You begin to believe that a normal kid will turn into Charles Manson Jr. unless you mortgage the house to get him into therapy. We have enough problems without inventing new ones; tax these ads at $10,000 a pop. If we can't stop hospitals from scaring up business, then at least we can get some money out of them.

·Intellectual Property Tax. Wealth once came from real estate, and the property tax insured that the owners of the sources of wealth contributed proportionately to support local government.

Now there are many ways to generate money besides owning a coal mine or a tenement house. But our tax system hasn't recognized that the ownership of certain forms of knowledge is far more profitable than ownership of tangible property.

For example, if you know how to write TV sitcoms (I wish I did), you get a minimum of $12,500 per half-hour script. If you wrote one a month, that would be $150,000 a year, almost all of it free and clear before income taxes.
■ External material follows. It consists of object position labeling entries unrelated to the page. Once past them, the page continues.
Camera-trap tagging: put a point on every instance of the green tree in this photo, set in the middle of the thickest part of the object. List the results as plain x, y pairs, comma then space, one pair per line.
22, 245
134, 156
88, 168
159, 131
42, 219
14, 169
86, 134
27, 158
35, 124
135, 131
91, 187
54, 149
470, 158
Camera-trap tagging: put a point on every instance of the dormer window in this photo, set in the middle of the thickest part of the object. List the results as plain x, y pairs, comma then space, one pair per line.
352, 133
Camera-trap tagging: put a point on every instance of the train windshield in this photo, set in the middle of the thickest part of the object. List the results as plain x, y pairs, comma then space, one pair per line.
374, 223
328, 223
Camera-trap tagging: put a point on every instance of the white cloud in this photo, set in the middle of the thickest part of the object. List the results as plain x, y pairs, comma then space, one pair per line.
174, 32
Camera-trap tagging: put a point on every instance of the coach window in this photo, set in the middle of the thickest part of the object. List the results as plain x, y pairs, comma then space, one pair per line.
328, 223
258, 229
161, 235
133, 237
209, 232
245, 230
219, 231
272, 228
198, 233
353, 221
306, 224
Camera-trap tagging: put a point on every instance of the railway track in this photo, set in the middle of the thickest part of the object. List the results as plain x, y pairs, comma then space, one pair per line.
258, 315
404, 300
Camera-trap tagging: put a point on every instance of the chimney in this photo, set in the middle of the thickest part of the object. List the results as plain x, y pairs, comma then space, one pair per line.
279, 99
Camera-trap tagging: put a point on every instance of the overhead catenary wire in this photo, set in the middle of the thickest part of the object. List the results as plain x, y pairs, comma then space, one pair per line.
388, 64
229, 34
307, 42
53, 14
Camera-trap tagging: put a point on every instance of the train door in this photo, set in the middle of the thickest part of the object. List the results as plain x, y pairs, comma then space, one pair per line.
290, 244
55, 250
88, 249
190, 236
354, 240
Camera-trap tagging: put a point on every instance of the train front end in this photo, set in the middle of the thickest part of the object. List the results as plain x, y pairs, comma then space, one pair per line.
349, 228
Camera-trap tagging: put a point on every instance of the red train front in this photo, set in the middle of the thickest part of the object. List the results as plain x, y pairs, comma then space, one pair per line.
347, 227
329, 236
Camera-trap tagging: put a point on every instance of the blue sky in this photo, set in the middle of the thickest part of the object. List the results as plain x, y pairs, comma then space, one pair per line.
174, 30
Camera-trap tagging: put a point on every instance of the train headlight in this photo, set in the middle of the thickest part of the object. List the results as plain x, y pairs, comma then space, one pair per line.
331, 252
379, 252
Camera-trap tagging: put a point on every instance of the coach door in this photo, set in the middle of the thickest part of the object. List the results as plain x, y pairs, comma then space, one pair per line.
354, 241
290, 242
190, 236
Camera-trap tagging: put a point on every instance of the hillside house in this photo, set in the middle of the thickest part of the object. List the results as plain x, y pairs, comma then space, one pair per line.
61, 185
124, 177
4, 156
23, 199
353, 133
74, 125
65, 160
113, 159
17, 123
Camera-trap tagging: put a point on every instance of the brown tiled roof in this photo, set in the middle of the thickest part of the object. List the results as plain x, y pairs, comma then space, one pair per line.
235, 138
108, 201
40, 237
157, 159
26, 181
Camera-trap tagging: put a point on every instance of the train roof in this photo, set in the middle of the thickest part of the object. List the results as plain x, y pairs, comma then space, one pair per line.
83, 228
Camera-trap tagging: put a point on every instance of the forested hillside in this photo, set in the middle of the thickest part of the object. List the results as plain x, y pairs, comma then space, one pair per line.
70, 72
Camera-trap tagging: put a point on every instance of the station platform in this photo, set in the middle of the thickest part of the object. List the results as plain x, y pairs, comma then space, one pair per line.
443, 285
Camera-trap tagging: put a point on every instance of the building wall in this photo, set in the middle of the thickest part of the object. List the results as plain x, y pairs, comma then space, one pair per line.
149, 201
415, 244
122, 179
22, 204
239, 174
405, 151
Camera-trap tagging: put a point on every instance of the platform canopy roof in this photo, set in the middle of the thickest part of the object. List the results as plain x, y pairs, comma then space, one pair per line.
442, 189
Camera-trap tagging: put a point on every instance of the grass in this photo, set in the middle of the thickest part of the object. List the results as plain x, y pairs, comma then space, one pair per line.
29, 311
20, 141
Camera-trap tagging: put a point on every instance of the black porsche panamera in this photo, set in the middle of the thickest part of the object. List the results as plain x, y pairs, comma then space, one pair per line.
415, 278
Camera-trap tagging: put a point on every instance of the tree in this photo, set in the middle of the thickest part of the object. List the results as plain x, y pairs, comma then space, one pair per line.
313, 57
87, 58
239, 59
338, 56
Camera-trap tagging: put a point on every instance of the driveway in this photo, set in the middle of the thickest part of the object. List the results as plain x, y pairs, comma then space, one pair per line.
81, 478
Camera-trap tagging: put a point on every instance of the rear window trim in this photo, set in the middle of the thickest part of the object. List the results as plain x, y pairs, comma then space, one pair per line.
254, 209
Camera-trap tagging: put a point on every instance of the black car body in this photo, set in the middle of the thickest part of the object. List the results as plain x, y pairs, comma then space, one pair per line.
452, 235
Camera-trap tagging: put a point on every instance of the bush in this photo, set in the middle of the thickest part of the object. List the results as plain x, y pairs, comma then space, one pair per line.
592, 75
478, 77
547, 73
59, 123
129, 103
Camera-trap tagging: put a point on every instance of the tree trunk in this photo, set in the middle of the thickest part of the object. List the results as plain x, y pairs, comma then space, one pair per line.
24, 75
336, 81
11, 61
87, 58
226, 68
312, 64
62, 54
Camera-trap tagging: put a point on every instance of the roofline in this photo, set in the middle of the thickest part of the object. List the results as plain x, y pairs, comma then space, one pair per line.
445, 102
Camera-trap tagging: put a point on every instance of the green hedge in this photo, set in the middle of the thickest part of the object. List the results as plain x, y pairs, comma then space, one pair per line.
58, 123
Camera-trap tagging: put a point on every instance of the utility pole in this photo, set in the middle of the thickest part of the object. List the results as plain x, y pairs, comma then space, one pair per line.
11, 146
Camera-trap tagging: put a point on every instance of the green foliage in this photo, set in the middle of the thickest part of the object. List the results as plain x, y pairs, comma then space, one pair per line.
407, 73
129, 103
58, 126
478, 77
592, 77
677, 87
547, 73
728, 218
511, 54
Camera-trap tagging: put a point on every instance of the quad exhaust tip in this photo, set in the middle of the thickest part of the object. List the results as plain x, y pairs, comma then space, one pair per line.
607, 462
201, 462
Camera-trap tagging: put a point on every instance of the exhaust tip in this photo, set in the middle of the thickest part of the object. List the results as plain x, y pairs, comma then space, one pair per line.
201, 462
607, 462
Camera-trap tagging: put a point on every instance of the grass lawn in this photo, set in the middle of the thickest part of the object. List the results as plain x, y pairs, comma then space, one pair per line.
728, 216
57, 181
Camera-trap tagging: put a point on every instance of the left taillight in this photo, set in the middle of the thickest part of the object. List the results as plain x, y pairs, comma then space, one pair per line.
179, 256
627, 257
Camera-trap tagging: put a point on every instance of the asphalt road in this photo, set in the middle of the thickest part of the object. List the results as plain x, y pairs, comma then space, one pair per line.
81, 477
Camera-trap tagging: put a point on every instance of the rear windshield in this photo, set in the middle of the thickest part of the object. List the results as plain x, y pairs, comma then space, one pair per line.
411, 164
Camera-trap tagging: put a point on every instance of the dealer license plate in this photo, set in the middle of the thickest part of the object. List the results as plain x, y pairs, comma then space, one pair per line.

To do as well with real property, you'd have to own an office building worth about $1.5 million.

Yet the office building would pay about $30,000 in annual property taxes if it sat down the street, while the sitcom knowledge produces no property taxes to support our schools and libraries.

Clearly we must remedy this unfair and outdated situation by taxing valuable knowledge and productive skills. Such a tax should pass readily, since a majority of our legislators would find it easy to support; if the intellectual property appraisal is at all sensible, most of their assessments will be quite low.